Zululand Austrodomus Pale Ground Spider
- Conservation status: Least Concern (SANBI Red List)

Scientific classification
- Kingdom: Animalia
- Phylum: Arthropoda
- Subphylum: Chelicerata
- Class: Arachnida
- Order: Araneae
- Infraorder: Araneomorphae
- Family: Prodidomidae
- Genus: Austrodomus
- Species: A. zuluensis
- Binomial name: Austrodomus zuluensis Lawrence, 1947

= Austrodomus zuluensis =

- Authority: Lawrence, 1947
- Conservation status: LC

Species of spider

Austrodomus zuluensis is a species of spider in the family Prodidomidae (formerly Gnaphosidae).

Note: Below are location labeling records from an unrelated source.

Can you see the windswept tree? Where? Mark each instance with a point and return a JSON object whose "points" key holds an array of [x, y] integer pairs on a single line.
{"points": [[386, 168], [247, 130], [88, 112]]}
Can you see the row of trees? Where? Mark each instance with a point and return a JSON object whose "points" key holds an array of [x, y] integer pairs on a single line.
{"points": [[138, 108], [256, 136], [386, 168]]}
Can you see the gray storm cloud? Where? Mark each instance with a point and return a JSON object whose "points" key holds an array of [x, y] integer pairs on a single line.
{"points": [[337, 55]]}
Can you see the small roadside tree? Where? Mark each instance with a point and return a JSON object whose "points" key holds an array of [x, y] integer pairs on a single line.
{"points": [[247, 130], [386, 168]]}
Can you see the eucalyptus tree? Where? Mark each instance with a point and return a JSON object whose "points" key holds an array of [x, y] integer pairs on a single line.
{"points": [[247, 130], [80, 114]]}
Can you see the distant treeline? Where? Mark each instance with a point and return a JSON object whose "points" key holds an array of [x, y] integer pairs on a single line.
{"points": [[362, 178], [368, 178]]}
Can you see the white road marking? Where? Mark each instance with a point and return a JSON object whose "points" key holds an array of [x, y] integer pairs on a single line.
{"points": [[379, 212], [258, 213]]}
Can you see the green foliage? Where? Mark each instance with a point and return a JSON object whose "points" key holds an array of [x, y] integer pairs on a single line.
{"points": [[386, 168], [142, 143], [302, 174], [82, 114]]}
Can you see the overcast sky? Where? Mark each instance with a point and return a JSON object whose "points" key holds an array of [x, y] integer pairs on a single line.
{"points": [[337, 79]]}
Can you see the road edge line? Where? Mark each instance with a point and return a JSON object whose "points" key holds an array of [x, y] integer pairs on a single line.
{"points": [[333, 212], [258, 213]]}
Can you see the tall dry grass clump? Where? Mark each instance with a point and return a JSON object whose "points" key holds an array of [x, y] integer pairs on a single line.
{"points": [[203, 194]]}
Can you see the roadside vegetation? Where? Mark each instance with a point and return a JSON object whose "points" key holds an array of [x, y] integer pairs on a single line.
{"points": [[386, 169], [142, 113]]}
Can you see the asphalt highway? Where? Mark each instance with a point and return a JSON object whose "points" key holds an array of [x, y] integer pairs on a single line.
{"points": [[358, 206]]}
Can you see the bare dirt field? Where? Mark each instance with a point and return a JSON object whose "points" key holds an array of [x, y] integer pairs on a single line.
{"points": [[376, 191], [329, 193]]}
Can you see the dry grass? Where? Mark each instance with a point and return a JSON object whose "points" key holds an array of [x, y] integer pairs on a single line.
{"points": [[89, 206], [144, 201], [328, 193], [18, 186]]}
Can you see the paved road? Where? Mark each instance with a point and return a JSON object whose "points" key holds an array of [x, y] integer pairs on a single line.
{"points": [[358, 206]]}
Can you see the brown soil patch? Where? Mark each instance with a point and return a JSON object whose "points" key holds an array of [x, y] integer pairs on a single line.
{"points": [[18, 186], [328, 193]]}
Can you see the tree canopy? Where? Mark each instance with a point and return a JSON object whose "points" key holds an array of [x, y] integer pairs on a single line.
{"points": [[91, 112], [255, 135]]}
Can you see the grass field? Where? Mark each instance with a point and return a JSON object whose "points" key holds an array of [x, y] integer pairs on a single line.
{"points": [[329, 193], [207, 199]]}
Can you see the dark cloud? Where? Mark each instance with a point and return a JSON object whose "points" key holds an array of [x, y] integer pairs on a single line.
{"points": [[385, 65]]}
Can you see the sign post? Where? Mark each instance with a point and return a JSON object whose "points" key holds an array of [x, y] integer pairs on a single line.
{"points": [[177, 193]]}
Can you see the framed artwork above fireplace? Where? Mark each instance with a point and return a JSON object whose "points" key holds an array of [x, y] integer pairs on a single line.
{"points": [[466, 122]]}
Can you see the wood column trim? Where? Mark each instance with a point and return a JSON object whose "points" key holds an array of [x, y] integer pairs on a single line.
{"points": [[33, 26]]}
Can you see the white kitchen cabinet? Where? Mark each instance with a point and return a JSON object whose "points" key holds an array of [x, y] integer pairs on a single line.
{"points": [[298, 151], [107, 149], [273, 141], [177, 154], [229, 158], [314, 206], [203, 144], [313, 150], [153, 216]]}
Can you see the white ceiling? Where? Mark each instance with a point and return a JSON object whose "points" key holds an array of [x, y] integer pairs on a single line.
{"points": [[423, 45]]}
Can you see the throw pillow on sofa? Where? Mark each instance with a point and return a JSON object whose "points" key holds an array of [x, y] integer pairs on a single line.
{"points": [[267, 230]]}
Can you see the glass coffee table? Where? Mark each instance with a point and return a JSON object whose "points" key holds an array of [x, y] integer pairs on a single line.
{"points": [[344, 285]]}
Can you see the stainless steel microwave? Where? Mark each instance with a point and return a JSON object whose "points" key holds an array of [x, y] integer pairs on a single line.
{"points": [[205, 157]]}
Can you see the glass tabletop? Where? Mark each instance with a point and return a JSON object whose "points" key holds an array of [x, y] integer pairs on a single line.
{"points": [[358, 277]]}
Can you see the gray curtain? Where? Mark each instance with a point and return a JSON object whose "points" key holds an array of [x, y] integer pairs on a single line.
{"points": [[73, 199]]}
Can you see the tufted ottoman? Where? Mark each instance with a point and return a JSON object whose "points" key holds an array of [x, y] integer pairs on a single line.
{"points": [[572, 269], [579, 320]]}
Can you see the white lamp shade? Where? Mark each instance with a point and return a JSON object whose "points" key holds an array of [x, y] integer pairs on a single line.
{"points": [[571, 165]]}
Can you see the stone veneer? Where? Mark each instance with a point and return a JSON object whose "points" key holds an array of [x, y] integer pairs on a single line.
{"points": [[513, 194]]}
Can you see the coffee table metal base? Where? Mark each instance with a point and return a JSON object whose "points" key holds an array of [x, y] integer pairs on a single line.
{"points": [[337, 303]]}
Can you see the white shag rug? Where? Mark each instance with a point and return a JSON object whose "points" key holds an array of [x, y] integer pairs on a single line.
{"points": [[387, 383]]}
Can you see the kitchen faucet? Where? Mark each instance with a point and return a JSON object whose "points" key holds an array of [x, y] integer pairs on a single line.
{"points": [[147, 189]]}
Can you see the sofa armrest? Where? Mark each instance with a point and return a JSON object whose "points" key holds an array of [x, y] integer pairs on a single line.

It is found in Mozambique and South Africa and is commonly known as the Zululand Austrodomus pale ground spider.

==Etymology==
The species name zuluensis refers to Zululand, the historical region in KwaZulu-Natal where the species was first described.

==Distribution==
Austrodomus zuluensis occurs in Mozambique and South Africa. In South Africa, it is known from KwaZulu-Natal province.

==Habitat and ecology==
The species is a free-running ground dweller. It has been sampled from Grassland, Desert, Savanna, and Nama Karoo biomes.

==Description==

A. zuluensis is known only from the female.

==Conservation==
Austrodomus zuluensis is listed as Least Concern by the South African National Biodiversity Institute due to its wide geographical range. The species is protected in the Ndumo Game Reserve.

==Taxonomy==
The species was described by Lawrence in 1947 from Umfolosi Drift in KwaZulu-Natal. The genus was revised by Rodrigues & Rheims in 2020.